Harry Reid Calls For Senate Filibuster Reform [VIDEO]
All it took for Senate Majority Leader Harry Reid, D-Nev., to come around to the idea of reforming the filibuster was a row over a little-known federal agency called the Export-Import Bank.
The filibuster is a parliamentary maneuver that empowers the minority to block legislation from coming up for a vote. Once reserved for hours-long speeches, like the late Sen. Strom Thurmond's historic filibuster of the U.S. Civil Rights Act of 1957, Reid blames Senate Republicans' recent use of the filibuster to block routine business. It has been an especially-potent tool for stymieing the White House's agenda in Congress.
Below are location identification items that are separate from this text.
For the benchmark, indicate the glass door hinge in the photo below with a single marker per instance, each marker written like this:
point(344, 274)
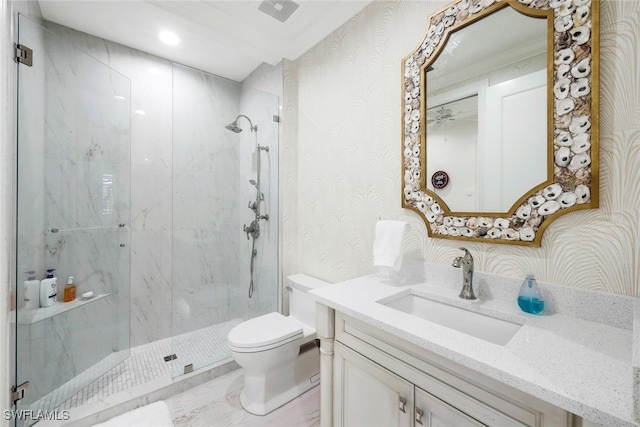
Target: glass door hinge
point(17, 392)
point(24, 55)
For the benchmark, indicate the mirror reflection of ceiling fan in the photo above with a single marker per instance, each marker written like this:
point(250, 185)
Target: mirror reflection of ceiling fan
point(457, 110)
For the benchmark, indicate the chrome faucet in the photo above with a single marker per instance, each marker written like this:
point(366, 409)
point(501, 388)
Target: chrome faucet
point(466, 262)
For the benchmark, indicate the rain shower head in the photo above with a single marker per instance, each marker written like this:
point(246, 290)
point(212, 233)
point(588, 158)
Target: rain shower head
point(235, 128)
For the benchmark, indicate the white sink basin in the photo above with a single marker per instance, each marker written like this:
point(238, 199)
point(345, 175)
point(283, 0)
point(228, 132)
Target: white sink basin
point(488, 328)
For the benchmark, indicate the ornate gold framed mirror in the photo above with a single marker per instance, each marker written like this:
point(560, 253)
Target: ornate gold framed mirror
point(501, 98)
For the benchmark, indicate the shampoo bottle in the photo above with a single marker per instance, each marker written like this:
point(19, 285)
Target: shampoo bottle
point(530, 298)
point(48, 289)
point(69, 290)
point(31, 291)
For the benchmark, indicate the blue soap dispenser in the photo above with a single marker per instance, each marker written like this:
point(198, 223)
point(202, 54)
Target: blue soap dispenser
point(530, 298)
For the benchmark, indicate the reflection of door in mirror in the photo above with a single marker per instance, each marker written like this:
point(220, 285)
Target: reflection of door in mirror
point(453, 129)
point(513, 147)
point(498, 158)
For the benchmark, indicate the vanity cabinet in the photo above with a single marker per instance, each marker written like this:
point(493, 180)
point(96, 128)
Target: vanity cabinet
point(381, 380)
point(368, 394)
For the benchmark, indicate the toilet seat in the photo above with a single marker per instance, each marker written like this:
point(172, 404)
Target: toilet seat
point(264, 332)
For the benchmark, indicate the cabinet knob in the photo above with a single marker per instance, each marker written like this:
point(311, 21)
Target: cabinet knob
point(403, 403)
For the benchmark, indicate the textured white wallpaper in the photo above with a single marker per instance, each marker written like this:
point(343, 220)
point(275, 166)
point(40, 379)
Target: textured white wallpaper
point(342, 159)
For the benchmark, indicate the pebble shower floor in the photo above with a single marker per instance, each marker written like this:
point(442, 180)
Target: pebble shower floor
point(144, 364)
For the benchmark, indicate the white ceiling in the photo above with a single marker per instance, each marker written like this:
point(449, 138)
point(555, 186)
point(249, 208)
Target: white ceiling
point(229, 38)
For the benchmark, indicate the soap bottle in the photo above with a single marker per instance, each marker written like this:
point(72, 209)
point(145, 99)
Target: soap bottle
point(70, 290)
point(48, 289)
point(530, 298)
point(31, 291)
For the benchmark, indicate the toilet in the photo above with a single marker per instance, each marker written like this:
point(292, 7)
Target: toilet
point(279, 354)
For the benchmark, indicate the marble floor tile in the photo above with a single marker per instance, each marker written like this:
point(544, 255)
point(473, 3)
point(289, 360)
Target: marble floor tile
point(217, 404)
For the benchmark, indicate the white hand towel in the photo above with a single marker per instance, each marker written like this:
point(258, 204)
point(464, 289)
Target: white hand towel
point(387, 246)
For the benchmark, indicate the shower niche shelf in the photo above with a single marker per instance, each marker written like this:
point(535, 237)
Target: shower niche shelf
point(29, 317)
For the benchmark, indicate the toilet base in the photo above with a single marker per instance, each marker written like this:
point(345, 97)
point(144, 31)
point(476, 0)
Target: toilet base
point(264, 392)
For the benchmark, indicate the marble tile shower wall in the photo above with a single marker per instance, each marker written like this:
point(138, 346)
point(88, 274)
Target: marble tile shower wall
point(74, 141)
point(203, 164)
point(205, 198)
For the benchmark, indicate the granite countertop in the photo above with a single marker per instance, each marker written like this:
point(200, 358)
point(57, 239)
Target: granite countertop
point(581, 365)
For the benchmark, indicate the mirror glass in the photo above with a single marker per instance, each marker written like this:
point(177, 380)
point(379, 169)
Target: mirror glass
point(486, 112)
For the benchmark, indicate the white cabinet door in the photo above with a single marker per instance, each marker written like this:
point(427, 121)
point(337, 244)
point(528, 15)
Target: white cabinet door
point(433, 412)
point(367, 395)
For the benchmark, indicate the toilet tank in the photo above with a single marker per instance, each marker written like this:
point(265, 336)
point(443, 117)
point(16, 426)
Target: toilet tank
point(302, 306)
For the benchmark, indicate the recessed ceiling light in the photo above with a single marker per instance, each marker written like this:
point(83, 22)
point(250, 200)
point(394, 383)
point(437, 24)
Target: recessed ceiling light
point(167, 37)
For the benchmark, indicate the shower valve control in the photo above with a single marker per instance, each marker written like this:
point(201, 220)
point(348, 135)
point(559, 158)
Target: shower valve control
point(252, 230)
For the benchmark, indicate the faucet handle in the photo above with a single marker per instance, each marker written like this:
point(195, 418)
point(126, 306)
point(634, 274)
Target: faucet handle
point(467, 254)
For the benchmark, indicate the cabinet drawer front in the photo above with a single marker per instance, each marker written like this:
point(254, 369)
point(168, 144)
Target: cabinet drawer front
point(436, 413)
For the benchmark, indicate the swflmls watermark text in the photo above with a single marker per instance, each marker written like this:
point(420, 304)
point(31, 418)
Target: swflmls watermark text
point(31, 415)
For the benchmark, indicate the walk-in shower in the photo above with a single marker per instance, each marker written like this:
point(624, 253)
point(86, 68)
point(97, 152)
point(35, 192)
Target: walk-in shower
point(253, 230)
point(127, 183)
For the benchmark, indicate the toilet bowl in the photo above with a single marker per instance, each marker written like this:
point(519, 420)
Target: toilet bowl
point(279, 354)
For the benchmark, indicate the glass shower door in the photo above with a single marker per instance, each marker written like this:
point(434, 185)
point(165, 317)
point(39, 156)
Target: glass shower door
point(73, 215)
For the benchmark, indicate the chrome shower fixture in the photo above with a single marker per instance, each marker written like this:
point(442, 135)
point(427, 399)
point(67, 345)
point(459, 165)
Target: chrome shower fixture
point(233, 126)
point(253, 229)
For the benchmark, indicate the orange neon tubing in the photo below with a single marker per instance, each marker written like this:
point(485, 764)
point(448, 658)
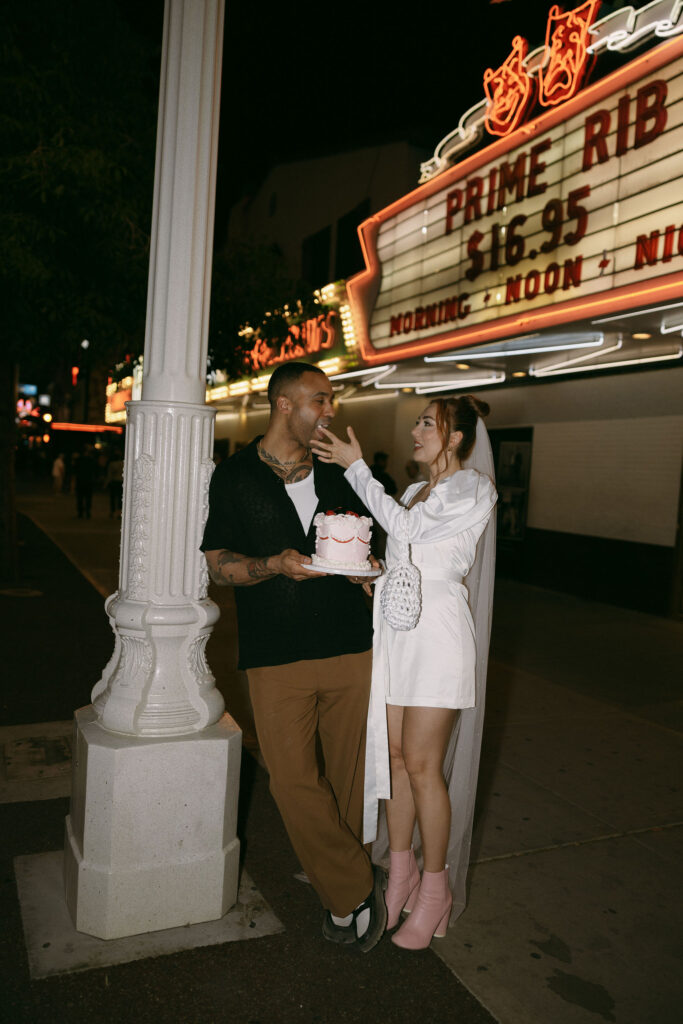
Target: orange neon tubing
point(364, 287)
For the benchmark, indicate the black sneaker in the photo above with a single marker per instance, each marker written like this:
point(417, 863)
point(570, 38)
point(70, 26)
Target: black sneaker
point(378, 912)
point(343, 935)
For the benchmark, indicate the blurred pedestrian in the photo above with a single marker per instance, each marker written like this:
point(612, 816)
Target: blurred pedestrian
point(58, 470)
point(114, 483)
point(84, 473)
point(379, 471)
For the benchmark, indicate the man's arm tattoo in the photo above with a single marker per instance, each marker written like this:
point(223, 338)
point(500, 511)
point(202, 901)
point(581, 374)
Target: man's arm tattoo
point(224, 576)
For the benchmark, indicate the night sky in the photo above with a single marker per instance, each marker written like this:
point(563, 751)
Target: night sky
point(305, 81)
point(309, 80)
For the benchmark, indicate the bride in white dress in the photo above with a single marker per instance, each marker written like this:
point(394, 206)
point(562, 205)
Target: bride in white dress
point(426, 711)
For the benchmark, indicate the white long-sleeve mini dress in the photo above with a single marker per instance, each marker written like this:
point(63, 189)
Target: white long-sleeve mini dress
point(431, 666)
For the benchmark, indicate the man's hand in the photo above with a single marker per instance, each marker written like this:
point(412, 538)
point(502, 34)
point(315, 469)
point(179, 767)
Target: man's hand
point(367, 582)
point(227, 568)
point(291, 562)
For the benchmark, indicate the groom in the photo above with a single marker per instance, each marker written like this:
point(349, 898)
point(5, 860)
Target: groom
point(305, 643)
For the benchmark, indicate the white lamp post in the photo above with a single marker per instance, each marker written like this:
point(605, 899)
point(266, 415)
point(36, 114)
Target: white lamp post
point(151, 837)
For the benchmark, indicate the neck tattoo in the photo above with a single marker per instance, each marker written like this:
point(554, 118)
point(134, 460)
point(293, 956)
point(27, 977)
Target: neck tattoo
point(291, 470)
Reid took to the floor Thursday to chide Republicans when Sen. Jon Kyl of Arizona held up passage of a bill to keep the bank in operation, in order to request that the legislation require 60 votes and to introduce five amendments, one of which terminates the agency by June 2013.
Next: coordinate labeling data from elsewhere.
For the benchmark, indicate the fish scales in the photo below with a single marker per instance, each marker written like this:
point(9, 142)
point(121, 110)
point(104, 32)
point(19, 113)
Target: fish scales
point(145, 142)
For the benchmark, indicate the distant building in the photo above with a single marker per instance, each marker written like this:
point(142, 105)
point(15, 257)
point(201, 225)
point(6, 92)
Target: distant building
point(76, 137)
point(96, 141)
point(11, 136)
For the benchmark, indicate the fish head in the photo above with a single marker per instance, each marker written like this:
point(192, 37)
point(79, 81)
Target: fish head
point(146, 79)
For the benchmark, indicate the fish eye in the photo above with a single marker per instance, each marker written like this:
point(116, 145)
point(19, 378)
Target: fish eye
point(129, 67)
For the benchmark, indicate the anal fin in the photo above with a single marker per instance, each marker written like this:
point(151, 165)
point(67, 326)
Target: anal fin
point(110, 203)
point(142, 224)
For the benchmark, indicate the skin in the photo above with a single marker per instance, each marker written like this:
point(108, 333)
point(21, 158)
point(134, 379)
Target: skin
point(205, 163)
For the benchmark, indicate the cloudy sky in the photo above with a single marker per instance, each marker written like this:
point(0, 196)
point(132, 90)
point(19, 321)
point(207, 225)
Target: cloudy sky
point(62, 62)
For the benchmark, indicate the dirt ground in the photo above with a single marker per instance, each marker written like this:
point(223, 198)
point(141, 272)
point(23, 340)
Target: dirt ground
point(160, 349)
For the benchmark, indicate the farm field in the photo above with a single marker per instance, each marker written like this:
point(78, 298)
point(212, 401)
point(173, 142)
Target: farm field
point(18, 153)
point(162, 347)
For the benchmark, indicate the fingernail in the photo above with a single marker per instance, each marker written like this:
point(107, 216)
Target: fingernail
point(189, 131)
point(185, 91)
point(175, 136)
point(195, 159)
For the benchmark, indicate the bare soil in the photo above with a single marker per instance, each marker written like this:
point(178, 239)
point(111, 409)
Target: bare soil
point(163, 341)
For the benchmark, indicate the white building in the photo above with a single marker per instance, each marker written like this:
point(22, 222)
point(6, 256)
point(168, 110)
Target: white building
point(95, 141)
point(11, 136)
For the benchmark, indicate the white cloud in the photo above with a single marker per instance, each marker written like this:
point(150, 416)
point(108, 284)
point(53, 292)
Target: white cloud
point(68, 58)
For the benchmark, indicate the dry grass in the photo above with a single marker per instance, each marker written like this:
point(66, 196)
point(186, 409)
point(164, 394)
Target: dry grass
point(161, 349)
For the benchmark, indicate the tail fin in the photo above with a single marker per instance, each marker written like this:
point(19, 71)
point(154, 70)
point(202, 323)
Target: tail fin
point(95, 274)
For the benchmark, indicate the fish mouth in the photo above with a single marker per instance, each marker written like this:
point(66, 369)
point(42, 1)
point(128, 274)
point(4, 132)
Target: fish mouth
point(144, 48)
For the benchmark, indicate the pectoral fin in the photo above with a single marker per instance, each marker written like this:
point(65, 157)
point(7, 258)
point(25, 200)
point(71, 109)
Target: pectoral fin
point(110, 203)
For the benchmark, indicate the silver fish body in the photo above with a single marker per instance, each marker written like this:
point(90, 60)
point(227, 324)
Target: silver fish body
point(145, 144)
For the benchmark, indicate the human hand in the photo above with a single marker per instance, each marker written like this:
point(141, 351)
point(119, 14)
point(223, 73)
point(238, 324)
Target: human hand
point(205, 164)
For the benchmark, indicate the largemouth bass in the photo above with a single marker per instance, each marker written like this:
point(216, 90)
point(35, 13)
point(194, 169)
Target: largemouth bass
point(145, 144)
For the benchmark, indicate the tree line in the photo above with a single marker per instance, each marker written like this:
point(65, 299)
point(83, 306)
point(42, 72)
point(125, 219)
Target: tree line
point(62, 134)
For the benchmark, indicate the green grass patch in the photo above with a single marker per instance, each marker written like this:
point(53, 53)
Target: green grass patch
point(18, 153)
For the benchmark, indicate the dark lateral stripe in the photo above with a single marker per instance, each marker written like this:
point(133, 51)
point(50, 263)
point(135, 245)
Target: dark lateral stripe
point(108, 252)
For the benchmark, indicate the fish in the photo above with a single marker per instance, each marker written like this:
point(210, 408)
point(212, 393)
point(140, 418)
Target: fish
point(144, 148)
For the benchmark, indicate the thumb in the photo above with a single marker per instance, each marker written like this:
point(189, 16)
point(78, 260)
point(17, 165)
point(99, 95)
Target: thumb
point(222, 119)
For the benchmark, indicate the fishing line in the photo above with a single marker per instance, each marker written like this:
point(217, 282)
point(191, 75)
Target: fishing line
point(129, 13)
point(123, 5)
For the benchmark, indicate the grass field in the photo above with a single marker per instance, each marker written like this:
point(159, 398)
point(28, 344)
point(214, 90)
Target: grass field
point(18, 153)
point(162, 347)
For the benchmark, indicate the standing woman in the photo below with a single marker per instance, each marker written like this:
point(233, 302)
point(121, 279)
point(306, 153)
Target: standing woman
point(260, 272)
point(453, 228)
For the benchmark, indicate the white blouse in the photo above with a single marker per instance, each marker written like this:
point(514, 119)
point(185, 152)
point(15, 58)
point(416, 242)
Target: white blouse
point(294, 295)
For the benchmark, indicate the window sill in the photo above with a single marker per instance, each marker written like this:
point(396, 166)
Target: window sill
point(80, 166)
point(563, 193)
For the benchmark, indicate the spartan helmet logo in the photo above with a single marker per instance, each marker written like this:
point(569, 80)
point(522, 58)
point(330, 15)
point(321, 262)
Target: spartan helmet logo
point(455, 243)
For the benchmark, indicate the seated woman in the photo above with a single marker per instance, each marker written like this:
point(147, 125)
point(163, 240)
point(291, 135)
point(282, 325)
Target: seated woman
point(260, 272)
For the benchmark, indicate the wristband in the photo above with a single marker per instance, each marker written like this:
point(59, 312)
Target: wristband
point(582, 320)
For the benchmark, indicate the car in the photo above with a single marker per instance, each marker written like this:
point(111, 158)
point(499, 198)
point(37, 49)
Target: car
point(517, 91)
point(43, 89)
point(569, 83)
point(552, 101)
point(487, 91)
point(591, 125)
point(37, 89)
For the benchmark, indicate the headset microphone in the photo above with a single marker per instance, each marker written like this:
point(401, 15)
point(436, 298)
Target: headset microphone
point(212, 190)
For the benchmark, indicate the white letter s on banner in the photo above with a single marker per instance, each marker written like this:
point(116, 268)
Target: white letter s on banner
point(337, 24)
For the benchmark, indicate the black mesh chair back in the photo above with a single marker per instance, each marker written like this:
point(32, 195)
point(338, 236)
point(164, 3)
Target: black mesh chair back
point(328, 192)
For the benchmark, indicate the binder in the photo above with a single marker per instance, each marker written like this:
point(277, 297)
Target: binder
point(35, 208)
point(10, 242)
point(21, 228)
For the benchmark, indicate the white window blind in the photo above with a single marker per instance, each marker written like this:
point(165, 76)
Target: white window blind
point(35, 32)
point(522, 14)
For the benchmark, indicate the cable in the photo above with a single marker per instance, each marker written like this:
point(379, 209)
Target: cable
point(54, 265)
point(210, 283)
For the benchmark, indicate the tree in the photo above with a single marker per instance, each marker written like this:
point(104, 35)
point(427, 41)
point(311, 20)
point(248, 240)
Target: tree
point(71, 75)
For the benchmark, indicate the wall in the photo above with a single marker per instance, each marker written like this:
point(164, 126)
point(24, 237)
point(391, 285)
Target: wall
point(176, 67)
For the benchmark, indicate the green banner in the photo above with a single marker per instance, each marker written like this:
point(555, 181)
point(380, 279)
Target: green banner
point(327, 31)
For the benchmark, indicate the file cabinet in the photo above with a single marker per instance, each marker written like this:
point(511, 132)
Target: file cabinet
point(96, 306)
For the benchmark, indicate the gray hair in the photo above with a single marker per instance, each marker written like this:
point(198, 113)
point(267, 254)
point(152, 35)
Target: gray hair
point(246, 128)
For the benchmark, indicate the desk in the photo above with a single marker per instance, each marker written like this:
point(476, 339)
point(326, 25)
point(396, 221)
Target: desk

Reid said the reauthorization legislation should move swiftly through the Senate, as the House of Representatives on Wednesday overwhelmingly passed a version brokered by Republicans in the majority and Democratic leaders.
If there were anything that ever needed changing in this body, it's the filibuster rule, because it's been abused, abused, abused, Reid said.
Reid sought to pass the Ex-Im Bank reauthorization bill, which would keep the agency in operation through Septemeber 2015, by unanimous consent. The Ex-Im Bank offers U.S. businesses financing to beef up their exports. President Barack Obama has mentioned the agency during speeches about his agenda to bolster U.S. manufacturing.
With passage delayed, Reid admitted a mistake in refusing to heed warnings from junior Senate Democrats who called for filibuster reform before the January 2011 session. In the end, the reforms were scrapped after Reid and Minority Leader Mitch McConnell reached an agreement on minor rules changes.
If there were ever a time when Tom Udall and Jeff Merkley were prophetic, it's tonight. These two young fine senators said it was time to change the rules in the Senate and we didn't, Reid said. They were right and the rest of us were wrong.